Très vite je compris que les choses ne fonctionnent pas comme ça. Je le regrette, car, avec un peu de recul et plus de maturité, je m'aperçois que je n'étais qu'un gamin qui ne voulait pas perdre son petit confort.
Quand je repense à cette visite... Je ne peux qu'avoir honte de moi. Aucun mot ne sortait de ma bouche... Je ne dis bien aucun, je n'osais pas. Ou avais-je trop peur ? Le corps affaiblit de Madame Y me faisait peine. D'une maigreur extrême, la mort reprenait son droit sur la vie sans en demander l'avis du détenteur. Après tout, lorsque la mort décide de mettre la main sur une vie qui peut l'arrêter ?
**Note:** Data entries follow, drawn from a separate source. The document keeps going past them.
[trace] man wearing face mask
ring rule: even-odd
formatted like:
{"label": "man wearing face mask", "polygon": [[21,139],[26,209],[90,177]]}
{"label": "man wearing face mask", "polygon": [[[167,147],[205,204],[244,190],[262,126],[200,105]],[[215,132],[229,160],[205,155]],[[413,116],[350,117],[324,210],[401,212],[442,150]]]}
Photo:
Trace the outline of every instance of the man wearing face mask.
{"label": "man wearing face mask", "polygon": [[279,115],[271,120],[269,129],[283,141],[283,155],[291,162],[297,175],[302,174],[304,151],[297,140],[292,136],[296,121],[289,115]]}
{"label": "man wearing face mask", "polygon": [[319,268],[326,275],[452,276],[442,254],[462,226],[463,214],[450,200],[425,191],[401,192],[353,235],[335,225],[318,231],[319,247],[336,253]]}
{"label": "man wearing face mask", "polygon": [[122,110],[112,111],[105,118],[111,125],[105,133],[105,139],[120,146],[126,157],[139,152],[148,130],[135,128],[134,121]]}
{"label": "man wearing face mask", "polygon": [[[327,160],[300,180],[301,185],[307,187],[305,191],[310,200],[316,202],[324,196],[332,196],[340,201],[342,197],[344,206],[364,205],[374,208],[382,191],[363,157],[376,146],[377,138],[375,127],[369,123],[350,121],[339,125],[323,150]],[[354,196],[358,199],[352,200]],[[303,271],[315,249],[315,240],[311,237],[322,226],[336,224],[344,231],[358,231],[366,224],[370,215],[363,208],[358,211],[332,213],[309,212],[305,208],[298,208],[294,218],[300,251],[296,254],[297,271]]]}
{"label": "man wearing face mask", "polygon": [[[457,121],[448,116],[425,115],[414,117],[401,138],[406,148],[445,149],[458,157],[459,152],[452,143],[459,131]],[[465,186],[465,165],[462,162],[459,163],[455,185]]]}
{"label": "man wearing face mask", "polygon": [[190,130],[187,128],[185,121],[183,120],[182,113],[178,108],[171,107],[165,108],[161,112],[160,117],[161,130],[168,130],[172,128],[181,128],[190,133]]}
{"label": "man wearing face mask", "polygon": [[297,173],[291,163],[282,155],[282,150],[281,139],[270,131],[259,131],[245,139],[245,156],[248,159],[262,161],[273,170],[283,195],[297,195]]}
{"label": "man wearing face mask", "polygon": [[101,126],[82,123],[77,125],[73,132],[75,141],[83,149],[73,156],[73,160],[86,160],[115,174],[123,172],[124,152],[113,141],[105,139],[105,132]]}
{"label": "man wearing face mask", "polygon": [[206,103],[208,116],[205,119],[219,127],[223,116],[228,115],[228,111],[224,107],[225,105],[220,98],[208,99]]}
C'est dans l'ordre des choses. Mais comme pour toutes ces tragédies, on pense que cela n'arrive qu'aux autres. Malheureusement, un jour ou l'autre, nous sommes tous frappés par la grande faucheuse alors autant se familiariser avec elle... Elle deviendra le seul « être » que tout un chacun connaîtra de l'autre côté. Elle sera notre seule amie et notre seule confidente.
Tellement de sentiments passent par le regard. C'est impressionnant... Faites-vous attention au regard que portent les gens sur vous ? Moi, je n'y prêtais pas réellement attention, pas jusqu'à ce jour.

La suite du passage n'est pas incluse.